Created by W.Langdon from gp-bibliography.bib Revision:1.8276
First, the safe multi-agent coordination problem is investigated. Popular multi-agent benchmarks provide limited safety support for the safe multi-agent reinforcement learning (MARL) research, where negative reward for collisions cannot guarantee the safety. Therefore, this research proposes a new safety-constrained multi-agent environment: MatrixWorld, based on the general pursuit-evasion game. In particular, the multi-agent safety constraints are implemented by three classification ways of pursuit-evasion games: the multi-agent-environment interaction model, the collision resolution mechanism in multi-agent action execution model, and the game termination condition. Besides, MatrixWorld is a lightweight co-evolution framework for the learning of pursuit tasks, evasion tasks, or both, where more pursuit-evasion variants can be designed based on different practical meanings of safety.

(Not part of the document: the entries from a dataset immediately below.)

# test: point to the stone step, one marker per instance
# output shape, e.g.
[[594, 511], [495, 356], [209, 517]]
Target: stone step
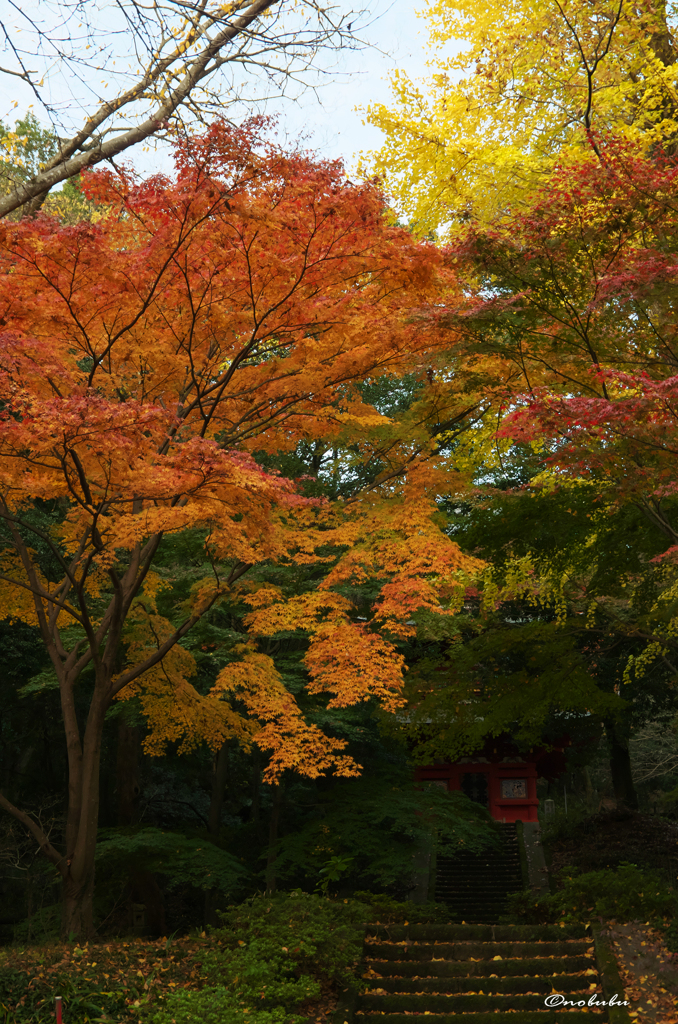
[[527, 1017], [427, 950], [546, 967], [484, 984], [372, 1003], [481, 933]]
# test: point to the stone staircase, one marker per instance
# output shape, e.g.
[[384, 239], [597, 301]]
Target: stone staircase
[[475, 885], [476, 974]]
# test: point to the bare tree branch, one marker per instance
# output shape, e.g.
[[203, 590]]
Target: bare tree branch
[[179, 46]]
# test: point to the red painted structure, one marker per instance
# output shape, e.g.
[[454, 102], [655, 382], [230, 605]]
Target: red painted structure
[[500, 777]]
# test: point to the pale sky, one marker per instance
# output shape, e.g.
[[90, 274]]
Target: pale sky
[[327, 119], [331, 121]]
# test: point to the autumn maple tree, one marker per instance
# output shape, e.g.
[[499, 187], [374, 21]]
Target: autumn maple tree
[[578, 293], [151, 363]]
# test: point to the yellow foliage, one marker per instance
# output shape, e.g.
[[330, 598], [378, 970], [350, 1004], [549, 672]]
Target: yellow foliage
[[514, 88]]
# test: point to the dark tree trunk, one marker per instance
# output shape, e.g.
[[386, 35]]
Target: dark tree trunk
[[128, 768], [219, 779], [620, 765], [272, 839], [142, 886]]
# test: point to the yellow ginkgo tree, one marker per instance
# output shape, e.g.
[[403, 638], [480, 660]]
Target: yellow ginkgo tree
[[515, 87]]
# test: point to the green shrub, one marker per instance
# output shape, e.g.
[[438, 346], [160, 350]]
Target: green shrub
[[627, 893], [213, 1006]]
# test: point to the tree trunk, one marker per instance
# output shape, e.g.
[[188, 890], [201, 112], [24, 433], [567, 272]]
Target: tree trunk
[[219, 779], [620, 765], [78, 905], [272, 839], [82, 819], [128, 764]]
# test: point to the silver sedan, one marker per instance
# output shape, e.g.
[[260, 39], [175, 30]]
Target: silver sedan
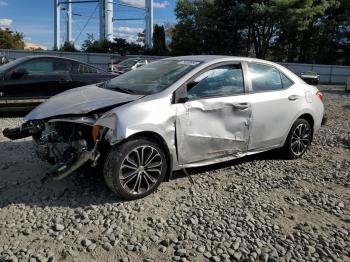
[[174, 114]]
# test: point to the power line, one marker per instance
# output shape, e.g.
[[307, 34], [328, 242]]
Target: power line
[[87, 22]]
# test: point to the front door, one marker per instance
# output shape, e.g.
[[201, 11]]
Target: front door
[[214, 122]]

Second, the NP-hard distributed coordination problem is investigated throughout our research. For example, in the fully observable pursuit of a single evader, this research proposes the cooperative co-evolutionary particle swarm optimization algorithm for robots (CCPSO-R). It introduces the concept of virtual agents and utilizes the cooperative co-evolutionary evaluation mechanism for the decentralized cooperation of on-line planning pursuers. Experiments are conducted on a scalable swarm of pursuers with 4 types of evaders, the results of which show the reliability, generality, and scalability of the proposed CCPSO-R. Comparison with a representative dynamic path planning based algorithm Multi-Agent Real-Time Pursuit (MAPS) further shows the effectiveness of CCPSO-R.
Third, the NP-complete multi-agent task allocation problem is investigated in the pursuit-evasion variants with more than one evaders. For example, in the fully observable pursuit of multiple evaders, this research proposes the two-stage approach: BiPCCR, which solves in a dynamic optimization way. In particular, a multi-evader pursuit (MEP) fitness function is proposed for the involved bi-quadratic assignment problem (BiQAP), which significantly reduces the search cost. Besides, based on the domain knowledge, one BiQAP solver is improved to work better statistically. In this work, the safety of CCPSOR algorithm is enhanced in the proposed PCCPSO-R algorithm for the simultaneous multi-agent decision-making and action execution.
Fourth, the multi-agent observation uncertainty and interaction uncertainty are investigated in the partial observable pursuit-evasion variants. Further, to avoid the coordination performance degradation due to communication failures and be immune from the communication cost, a more restricted self-organizing setup with only implicit coordination is considered. To address the above challenges, this research proposes a distributed hierarchical framework called the fuzzy self-organizing cooperative coevolution (FSC2) algorithm. The experimental results demonstrate that by decomposing the task by FSC2, superior performance are achieved compared with other implicit coordination policies fully trained by general MARL algorithms. The scalability of FSC2 is proved that up to 2048 FSC2 agents perform efficiently with almost 100% capture rates. Empirical analyses and ablation studies verify the interpretability, rationality, and effectiveness of component algorithms in FSC2.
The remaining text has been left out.